Effects of exogenous IGF-1/IGF-2 on the invasion and stemness of C643 cells. (A and B) Invasive ability was determined using a Transwell assay in C643 cells treated with IGF-1 or IGF-2. (C and D) The cancer stemness of C643 cells was determined by a tumour sphere-formation assay. (E and F) epithelial-mesenchymal transition and cancer stemness markers of C643 cells were examined by western blotting. The experiment was repeated three times, and the results are shown as the mean ± standard deviation. *P<0.05 and **P<0.01 vs. control. TAM, tumour-associated macrophage; IGF, insulin-like growth factor.
Effects of IGF-1-/IGF-2-neutralizing antibody on invasion and stemness of co-cultured cells. The co-culture system of C643 cells and M2-like TAMs was cultured in RPMI-1640 medium containing IGF-1-/IGF-2-neutralizing antibody (2 µg/ml) for 24 h. (A and B) The invasive ability of C643 cells was determined by a Transwell assay. (C and D) The cancer stemness of C643 cells was determined by a tumour sphere-formation assay. (E and F) Epithelial-mesenchymal transition and cancer stemness markers of C643 cells were examined by western blotting.

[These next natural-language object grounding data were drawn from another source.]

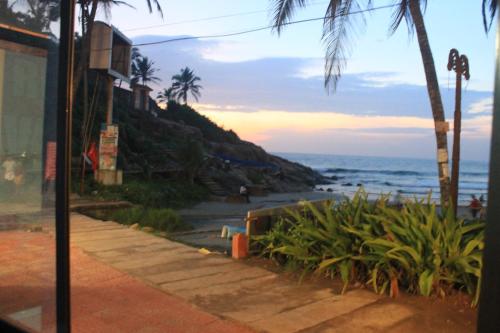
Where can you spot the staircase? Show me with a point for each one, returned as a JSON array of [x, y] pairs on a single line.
[[213, 186]]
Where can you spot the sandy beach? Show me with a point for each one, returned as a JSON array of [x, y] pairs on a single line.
[[208, 218]]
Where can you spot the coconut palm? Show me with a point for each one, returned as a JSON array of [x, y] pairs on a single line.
[[166, 95], [491, 6], [143, 71], [185, 83], [337, 25]]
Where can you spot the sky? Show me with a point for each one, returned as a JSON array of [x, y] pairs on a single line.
[[269, 88]]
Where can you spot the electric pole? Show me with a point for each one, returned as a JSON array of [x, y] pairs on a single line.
[[460, 64]]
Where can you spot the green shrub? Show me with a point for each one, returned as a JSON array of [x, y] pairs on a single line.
[[414, 248], [151, 193], [163, 219]]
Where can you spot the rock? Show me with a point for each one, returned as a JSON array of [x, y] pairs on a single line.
[[35, 228]]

The experiment was repeated three times, and the results are shown as the mean ± standard deviation. *P<0.05 and **P<0.01. TAM, tumour-associated macrophage; IGF, insulin-like growth factor.

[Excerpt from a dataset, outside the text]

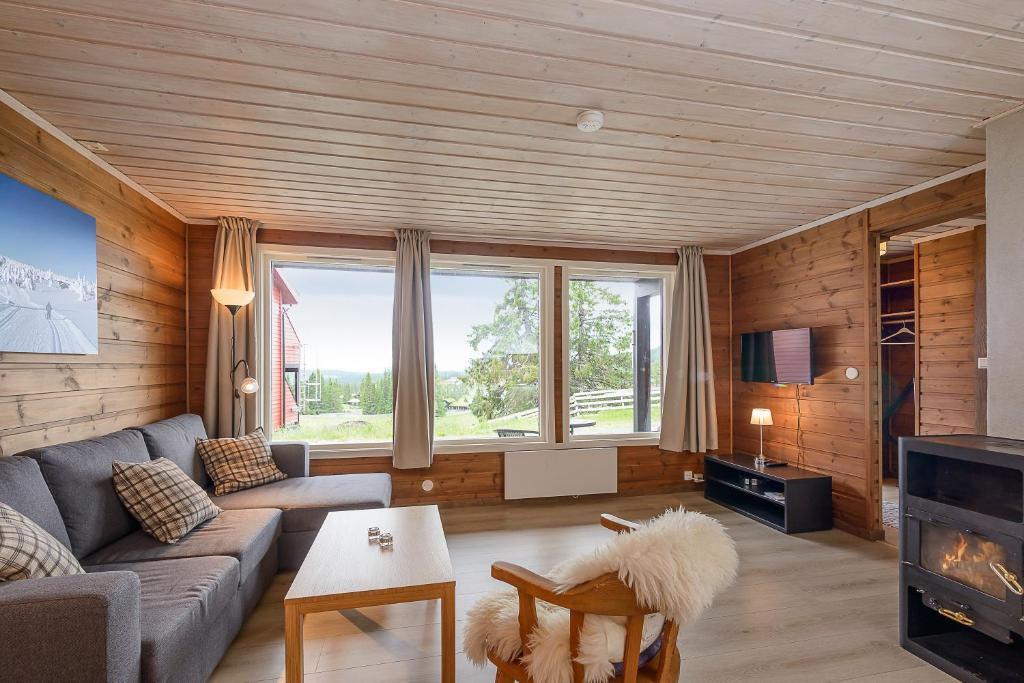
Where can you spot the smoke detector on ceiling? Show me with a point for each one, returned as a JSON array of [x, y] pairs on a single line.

Effects of IGF-1-/IGF-2-neutralizing antibody on IR-A/IGF-1R-mediated PI3K/AKT/mTOR signalling in co-cultured cells. The co-culture system of C643 cells and M2-like TAMs was cultured in RPMI-1640 medium containing IGF-1-/IGF-2-neutralizing antibody (2 µg/ml) for 24 h. (A and B) The expression of IR-A/IGF-1R/PI3K/AKT signalling pathway proteins in C643 cells was examined by western blotting. C643 cells were cultured alone as the control groups. The experiment was repeated three times, and the results are shown as the mean ± standard deviation. *P<0.05 and **P<0.01. TAM, tumour-associated macrophage; IGF, insulin-like growth factor; IR, insulin receptor; IGF-1R, IGF1 receptor; p-, phosphorylated.

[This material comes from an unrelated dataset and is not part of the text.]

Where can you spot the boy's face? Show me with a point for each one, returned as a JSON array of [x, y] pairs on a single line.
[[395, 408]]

Effects of LY294002 on invasion, stemness and EMT in anaplastic thyroid carcinoma cells after co-culture with M2-like TAMs. C643 cells were pre-treated with LY294002 (20 µM) for 2 h and then co-cultured with M2-like TAMs for 24 h. C643 cells were cultured alone as the control groups. (A and B) The invasive ability of C643 cells was determined by a Transwell assay. (C and D) The cancer stemness of C643 cells was determined by tumour sphere-formation assay. (E and F) EMT and cancer stemness markers of C643 cells were examined by western blotting. The experiment was repeated three times, and the results are shown as the mean ± standard deviation. *P<0.05 and **P<0.01. EMT, epithelial-mesenchymal transition; TAM, tumour-associated macrophage.
Expression of CD68 and CD206 in ATC tissues. CD68 and CD206 expression levels were notably increased in ATC tissues. The M2-like tumour-associated macrophage markers CD68 and CD206 in ATC tissues and thyroid adenoma tissues were analysed by immunohistochemistry staining. Scale bar, 100 µm. ATC, anaplastic thyroid carcinoma.